Tuesday, September 4, 2012

Science Debate 2012

I think we can safely bet that we are not likely to see a live, televised science debate between Obama and Romney on CNN (or, even less likely Fox News) this year. The candidates would expose themselves and their agendas, to a field in which real facts and established theories cannot be spun into a political "newspeak", in which all political figures are so well versed.

However, it's still great to see that both of this years presidential candidates have answered questions posed by an independent, on-line initiative started four years ago, called ScienceDebate.org

While, getting answers in a written form is not as revealing as a candidate's live "performance", the answers from both Obama and Romney, do give us a general feel of where they come from and where they want to lead us in the future.

Not surprisingly, at first glance, Obama wins over Romney in this field. I say "not surprisingly", because for many, many years, the Republican Party and most of its candidates at all political levels, have presented an incredible ineptitude for science, reason and critical thinking. They are known for embracing all kinds of unscientific thinking from promoting creationism and intelligent design in our schools, to fighting and denying every environmental issue, including, most recently, global warming.
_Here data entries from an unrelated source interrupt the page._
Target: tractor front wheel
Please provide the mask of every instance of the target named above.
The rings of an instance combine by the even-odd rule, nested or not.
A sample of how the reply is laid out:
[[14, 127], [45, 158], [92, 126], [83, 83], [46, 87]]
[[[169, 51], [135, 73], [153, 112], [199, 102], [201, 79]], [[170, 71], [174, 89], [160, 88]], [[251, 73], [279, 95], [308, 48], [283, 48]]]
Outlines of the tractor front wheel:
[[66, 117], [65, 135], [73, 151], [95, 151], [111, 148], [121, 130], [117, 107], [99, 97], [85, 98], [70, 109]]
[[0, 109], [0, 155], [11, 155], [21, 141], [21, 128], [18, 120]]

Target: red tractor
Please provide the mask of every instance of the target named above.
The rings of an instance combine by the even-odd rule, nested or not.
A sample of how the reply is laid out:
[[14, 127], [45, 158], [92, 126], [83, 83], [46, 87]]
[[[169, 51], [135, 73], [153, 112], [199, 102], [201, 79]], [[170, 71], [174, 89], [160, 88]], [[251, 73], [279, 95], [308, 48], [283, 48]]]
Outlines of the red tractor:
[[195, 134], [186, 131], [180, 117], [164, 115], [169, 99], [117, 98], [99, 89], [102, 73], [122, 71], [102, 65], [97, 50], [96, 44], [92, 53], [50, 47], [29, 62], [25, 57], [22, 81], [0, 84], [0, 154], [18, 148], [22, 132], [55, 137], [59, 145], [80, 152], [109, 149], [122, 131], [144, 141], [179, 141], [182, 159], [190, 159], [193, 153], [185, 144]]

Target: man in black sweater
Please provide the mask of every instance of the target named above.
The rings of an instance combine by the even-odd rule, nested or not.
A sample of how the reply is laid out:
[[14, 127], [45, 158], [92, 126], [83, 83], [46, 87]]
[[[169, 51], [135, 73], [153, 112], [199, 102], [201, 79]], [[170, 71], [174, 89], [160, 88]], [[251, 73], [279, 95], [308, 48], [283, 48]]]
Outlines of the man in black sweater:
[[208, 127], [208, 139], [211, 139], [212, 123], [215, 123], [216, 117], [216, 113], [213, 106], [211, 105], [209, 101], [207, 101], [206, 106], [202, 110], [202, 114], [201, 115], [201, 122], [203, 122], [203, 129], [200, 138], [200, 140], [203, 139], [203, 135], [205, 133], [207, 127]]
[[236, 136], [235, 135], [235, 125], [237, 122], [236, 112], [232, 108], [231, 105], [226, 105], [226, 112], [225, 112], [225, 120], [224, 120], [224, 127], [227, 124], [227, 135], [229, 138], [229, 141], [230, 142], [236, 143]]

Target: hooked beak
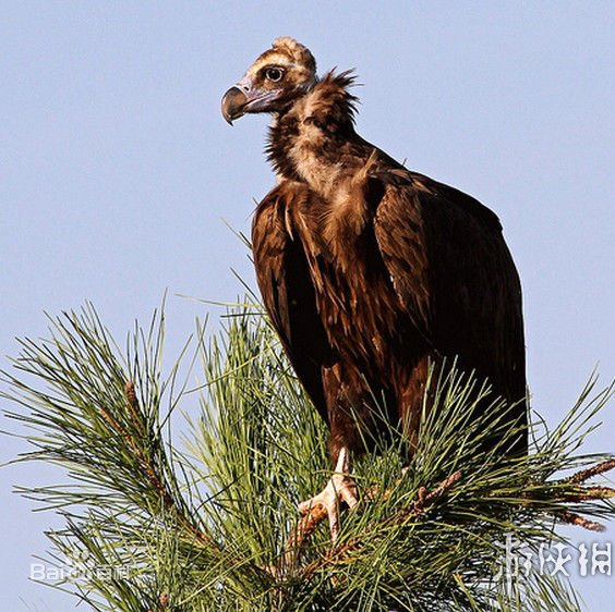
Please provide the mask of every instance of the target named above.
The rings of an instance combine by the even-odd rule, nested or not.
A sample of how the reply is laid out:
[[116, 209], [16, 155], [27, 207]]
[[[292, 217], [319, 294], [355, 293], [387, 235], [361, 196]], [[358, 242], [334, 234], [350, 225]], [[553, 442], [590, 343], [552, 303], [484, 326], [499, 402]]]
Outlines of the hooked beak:
[[232, 122], [246, 112], [266, 112], [268, 103], [280, 97], [282, 89], [254, 89], [248, 78], [242, 78], [222, 96], [222, 117]]

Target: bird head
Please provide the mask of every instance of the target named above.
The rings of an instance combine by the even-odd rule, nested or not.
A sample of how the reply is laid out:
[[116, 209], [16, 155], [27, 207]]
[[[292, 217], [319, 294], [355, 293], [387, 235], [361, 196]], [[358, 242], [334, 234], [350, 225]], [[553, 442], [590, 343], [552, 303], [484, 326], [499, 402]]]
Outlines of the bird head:
[[310, 49], [294, 38], [277, 38], [222, 96], [222, 115], [232, 125], [249, 112], [284, 111], [315, 83], [316, 61]]

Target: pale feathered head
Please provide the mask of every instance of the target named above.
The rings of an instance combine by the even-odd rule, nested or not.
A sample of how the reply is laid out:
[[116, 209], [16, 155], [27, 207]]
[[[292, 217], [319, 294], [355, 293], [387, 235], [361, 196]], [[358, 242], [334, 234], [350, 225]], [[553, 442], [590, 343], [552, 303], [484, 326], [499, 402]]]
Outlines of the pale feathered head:
[[316, 61], [310, 49], [288, 36], [276, 38], [224, 95], [222, 115], [232, 123], [249, 112], [282, 111], [316, 82]]

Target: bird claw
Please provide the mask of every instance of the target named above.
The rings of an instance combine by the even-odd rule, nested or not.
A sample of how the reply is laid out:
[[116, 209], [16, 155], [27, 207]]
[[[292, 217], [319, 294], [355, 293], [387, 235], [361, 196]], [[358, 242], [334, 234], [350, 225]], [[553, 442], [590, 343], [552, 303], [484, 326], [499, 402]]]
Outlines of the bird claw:
[[316, 506], [323, 506], [327, 513], [329, 521], [329, 530], [331, 541], [335, 542], [339, 535], [339, 506], [340, 502], [345, 502], [350, 510], [359, 503], [357, 482], [354, 478], [348, 474], [340, 473], [349, 467], [347, 458], [347, 450], [340, 453], [336, 473], [329, 478], [326, 487], [313, 498], [305, 500], [299, 504], [299, 512], [308, 515]]

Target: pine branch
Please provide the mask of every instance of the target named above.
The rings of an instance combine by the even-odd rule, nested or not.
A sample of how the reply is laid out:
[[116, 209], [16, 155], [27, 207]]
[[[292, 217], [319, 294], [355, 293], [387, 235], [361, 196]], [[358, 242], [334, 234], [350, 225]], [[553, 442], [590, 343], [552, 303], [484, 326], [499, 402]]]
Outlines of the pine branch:
[[[362, 502], [342, 514], [331, 547], [321, 510], [297, 512], [329, 476], [326, 431], [258, 313], [231, 308], [208, 342], [198, 325], [201, 363], [181, 380], [180, 362], [161, 375], [161, 314], [135, 328], [125, 355], [92, 307], [51, 319], [49, 340], [23, 342], [17, 375], [3, 375], [20, 406], [10, 416], [35, 449], [21, 458], [69, 474], [64, 486], [22, 490], [64, 516], [51, 558], [130, 570], [61, 588], [96, 610], [131, 612], [579, 610], [548, 576], [518, 577], [512, 591], [494, 576], [510, 535], [538, 550], [554, 517], [598, 529], [615, 515], [615, 491], [589, 482], [615, 458], [579, 454], [613, 385], [595, 392], [592, 378], [563, 424], [534, 426], [529, 457], [502, 461], [498, 449], [477, 449], [515, 436], [505, 431], [510, 407], [443, 368], [410, 465], [401, 475], [406, 442], [391, 430], [394, 442], [357, 465]], [[196, 396], [180, 450], [171, 414]]]

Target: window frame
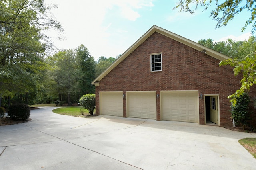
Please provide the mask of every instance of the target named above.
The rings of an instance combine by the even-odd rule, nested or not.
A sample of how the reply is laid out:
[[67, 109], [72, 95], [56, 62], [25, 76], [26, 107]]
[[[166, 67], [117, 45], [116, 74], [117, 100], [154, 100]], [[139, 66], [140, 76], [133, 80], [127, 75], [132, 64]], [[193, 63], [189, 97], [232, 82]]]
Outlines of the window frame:
[[[154, 55], [161, 55], [161, 62], [154, 62], [152, 63], [152, 56]], [[150, 72], [157, 72], [158, 71], [163, 71], [163, 64], [162, 64], [162, 53], [154, 53], [152, 54], [150, 54]], [[155, 64], [155, 63], [161, 63], [161, 70], [152, 70], [152, 64]]]

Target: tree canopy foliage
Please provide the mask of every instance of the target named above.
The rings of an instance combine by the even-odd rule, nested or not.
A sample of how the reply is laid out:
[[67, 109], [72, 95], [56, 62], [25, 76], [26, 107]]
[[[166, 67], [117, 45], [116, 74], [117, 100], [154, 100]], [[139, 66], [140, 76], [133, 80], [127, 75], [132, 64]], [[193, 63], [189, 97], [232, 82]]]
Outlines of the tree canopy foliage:
[[[256, 1], [254, 0], [225, 0], [221, 2], [220, 2], [220, 1], [219, 0], [214, 1], [210, 0], [208, 1], [206, 0], [179, 0], [179, 1], [178, 4], [173, 9], [179, 8], [180, 12], [185, 11], [191, 14], [193, 14], [194, 12], [198, 6], [205, 7], [205, 10], [206, 10], [209, 6], [211, 5], [213, 5], [214, 2], [215, 2], [216, 8], [211, 12], [210, 16], [212, 17], [214, 20], [217, 21], [216, 28], [218, 28], [222, 26], [226, 26], [235, 16], [238, 15], [242, 11], [247, 10], [250, 12], [251, 15], [249, 17], [249, 18], [245, 18], [245, 23], [244, 26], [242, 28], [242, 31], [244, 31], [245, 28], [251, 24], [252, 25], [252, 34], [256, 30], [256, 21], [255, 20], [256, 19]], [[241, 50], [240, 51], [240, 52], [243, 55], [243, 57], [240, 57], [240, 58], [236, 57], [234, 59], [222, 61], [220, 63], [220, 66], [229, 64], [231, 66], [234, 67], [234, 71], [235, 76], [237, 75], [239, 73], [242, 72], [243, 78], [241, 80], [240, 88], [228, 97], [228, 98], [230, 99], [230, 102], [232, 103], [234, 106], [236, 104], [236, 100], [238, 98], [246, 91], [249, 90], [250, 86], [253, 84], [256, 84], [256, 76], [255, 76], [255, 75], [256, 74], [256, 68], [254, 66], [256, 65], [256, 55], [255, 53], [256, 46], [255, 46], [254, 43], [255, 37], [253, 37], [252, 39], [253, 40], [250, 39], [252, 42], [253, 42], [252, 45], [251, 45], [250, 43], [245, 43], [244, 45], [244, 50]], [[206, 44], [211, 45], [210, 41], [211, 41], [210, 40], [201, 43], [205, 43]], [[238, 42], [235, 46], [239, 45], [239, 43]], [[230, 46], [228, 47], [230, 48]], [[224, 49], [223, 48], [222, 48]], [[232, 48], [231, 47], [231, 48]], [[249, 50], [248, 50], [248, 48], [250, 48]], [[224, 49], [224, 50], [226, 50], [226, 49]], [[217, 51], [219, 51], [219, 50]], [[235, 51], [234, 50], [234, 51]], [[225, 53], [226, 52], [224, 53]], [[248, 53], [250, 54], [246, 55], [246, 53]], [[226, 54], [228, 55], [232, 56], [230, 54], [228, 53]]]
[[42, 31], [62, 31], [48, 16], [53, 7], [42, 0], [0, 1], [0, 97], [34, 91], [40, 84], [46, 68], [44, 53], [52, 46]]
[[256, 37], [250, 36], [248, 40], [236, 41], [229, 38], [226, 41], [215, 42], [209, 38], [201, 39], [198, 43], [233, 59], [243, 60], [252, 52], [256, 52]]
[[[226, 25], [237, 15], [244, 10], [251, 12], [248, 18], [245, 18], [244, 26], [242, 31], [250, 24], [252, 24], [252, 32], [256, 30], [256, 1], [255, 0], [179, 0], [178, 4], [173, 9], [179, 9], [180, 11], [185, 11], [193, 14], [199, 6], [206, 10], [211, 5], [216, 8], [212, 10], [210, 17], [217, 22], [216, 28]], [[215, 3], [214, 3], [215, 2]]]

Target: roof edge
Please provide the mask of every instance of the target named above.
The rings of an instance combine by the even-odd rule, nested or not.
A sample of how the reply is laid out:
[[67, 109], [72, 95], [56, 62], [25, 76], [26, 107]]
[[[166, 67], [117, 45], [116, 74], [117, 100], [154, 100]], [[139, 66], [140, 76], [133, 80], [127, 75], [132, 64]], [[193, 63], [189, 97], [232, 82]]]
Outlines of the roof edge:
[[132, 44], [131, 46], [127, 49], [120, 57], [116, 60], [107, 68], [97, 77], [97, 78], [92, 82], [92, 85], [95, 86], [100, 86], [100, 81], [155, 32], [156, 32], [172, 39], [177, 41], [194, 49], [201, 51], [202, 53], [206, 53], [208, 55], [220, 61], [231, 59], [231, 57], [227, 56], [220, 53], [154, 25], [137, 40], [136, 42]]

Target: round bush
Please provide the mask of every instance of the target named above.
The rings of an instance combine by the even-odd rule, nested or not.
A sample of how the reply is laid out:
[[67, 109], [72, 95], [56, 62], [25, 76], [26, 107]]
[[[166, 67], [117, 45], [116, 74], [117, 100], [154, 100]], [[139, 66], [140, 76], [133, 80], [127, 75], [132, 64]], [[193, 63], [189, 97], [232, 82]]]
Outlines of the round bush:
[[29, 118], [30, 107], [27, 104], [19, 104], [12, 105], [9, 108], [8, 115], [11, 119], [26, 119]]

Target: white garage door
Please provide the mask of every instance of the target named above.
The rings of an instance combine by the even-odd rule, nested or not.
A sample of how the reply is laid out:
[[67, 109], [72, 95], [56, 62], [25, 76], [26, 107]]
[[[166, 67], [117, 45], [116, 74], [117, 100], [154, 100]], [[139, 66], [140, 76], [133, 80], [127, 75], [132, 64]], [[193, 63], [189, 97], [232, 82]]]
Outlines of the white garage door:
[[100, 92], [100, 114], [123, 116], [122, 92]]
[[128, 92], [128, 117], [156, 119], [156, 92]]
[[162, 120], [197, 123], [198, 92], [161, 92]]

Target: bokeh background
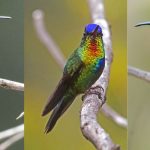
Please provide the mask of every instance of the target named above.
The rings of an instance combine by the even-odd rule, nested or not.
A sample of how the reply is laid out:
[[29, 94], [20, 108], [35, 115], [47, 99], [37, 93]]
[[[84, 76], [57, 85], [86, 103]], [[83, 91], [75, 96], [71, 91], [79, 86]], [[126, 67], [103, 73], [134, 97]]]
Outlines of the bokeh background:
[[[23, 0], [1, 0], [0, 15], [13, 17], [0, 20], [0, 78], [23, 82]], [[23, 92], [0, 88], [0, 131], [23, 123], [22, 119], [16, 121], [23, 104]], [[9, 149], [22, 150], [23, 140]]]
[[[127, 4], [126, 0], [105, 0], [107, 20], [112, 29], [114, 59], [111, 69], [107, 103], [127, 116]], [[87, 1], [26, 0], [25, 1], [25, 149], [77, 150], [95, 148], [80, 131], [81, 96], [61, 117], [54, 130], [44, 134], [49, 115], [41, 117], [42, 109], [58, 83], [62, 71], [39, 41], [33, 27], [32, 12], [42, 9], [48, 32], [68, 57], [80, 43], [84, 26], [91, 22]], [[98, 120], [115, 143], [127, 149], [127, 130], [99, 113]]]
[[[128, 1], [128, 63], [150, 71], [150, 26], [134, 25], [150, 21], [150, 1]], [[129, 150], [150, 149], [150, 85], [128, 78], [128, 147]]]

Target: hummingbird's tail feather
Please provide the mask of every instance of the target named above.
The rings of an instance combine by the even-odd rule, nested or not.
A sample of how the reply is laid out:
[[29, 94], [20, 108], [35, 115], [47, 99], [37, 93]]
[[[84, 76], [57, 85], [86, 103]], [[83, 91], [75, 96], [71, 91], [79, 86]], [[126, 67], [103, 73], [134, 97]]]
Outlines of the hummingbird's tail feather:
[[72, 104], [74, 99], [75, 96], [68, 94], [67, 96], [64, 96], [62, 100], [56, 105], [50, 119], [46, 124], [45, 127], [46, 134], [53, 129], [59, 117], [67, 110], [67, 108]]
[[68, 82], [66, 82], [66, 80], [67, 77], [63, 76], [54, 93], [48, 98], [47, 104], [42, 112], [42, 116], [47, 115], [61, 101], [64, 93], [66, 93], [68, 89]]

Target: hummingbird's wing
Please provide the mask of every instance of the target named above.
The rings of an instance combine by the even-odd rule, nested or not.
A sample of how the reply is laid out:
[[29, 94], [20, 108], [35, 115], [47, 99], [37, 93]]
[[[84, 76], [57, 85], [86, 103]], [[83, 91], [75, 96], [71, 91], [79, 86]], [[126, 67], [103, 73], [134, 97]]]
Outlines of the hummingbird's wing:
[[84, 64], [75, 51], [68, 59], [64, 68], [63, 77], [58, 83], [54, 93], [48, 98], [47, 104], [43, 110], [42, 116], [48, 114], [61, 101], [67, 89], [72, 85], [74, 79], [78, 76]]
And, Mitt Romney does not disappoint again... While his running mate, Paul Ryan, is a known global warming denialist, Romney articulates the same view (granted, he does some dancing around, to make himself look a bit less dumb):
I am not a scientist myself, but my best assessment of the data is that the world is getting warmer, that human activity contributes to that warming, and that policymakers should therefore consider the risk of negative consequences. However, there remains a lack of scientific consensus on the issue — on the extent of the warming, the extent of the human contribution, and the severity of the risk — and I believe we must support continued debate and investigation within the scientific community.
"Lack of scientific consensus?", yes, if you count some loony scientists, mostly not even in the field of climate research. That debate has been closed, at least in the scientific circles and the time is to look for solutions.

In general, the answers from the Obama campaign seem to be a bit more focused and to the point. Romney, on the other hand, has a lot of lofty ideas, with very little essence (create a "Reagan Economic Zone"? Who will join?).

However, it's still good to see those two sets of answers side by side, compare them and analyze them, which, at the end, helps all of us in making our minds in November.

As Thomas Jefferson said (which is wisely pointed by the ScienceDebate.org):
"Whenever the people are well-informed, they can be trusted with their own government."
UPDATE 09/06/2012:
A summary from Slate: Romney Out-Debates Obama

Yes, out-debates... true, but is there a real essence there? I'm not so sure.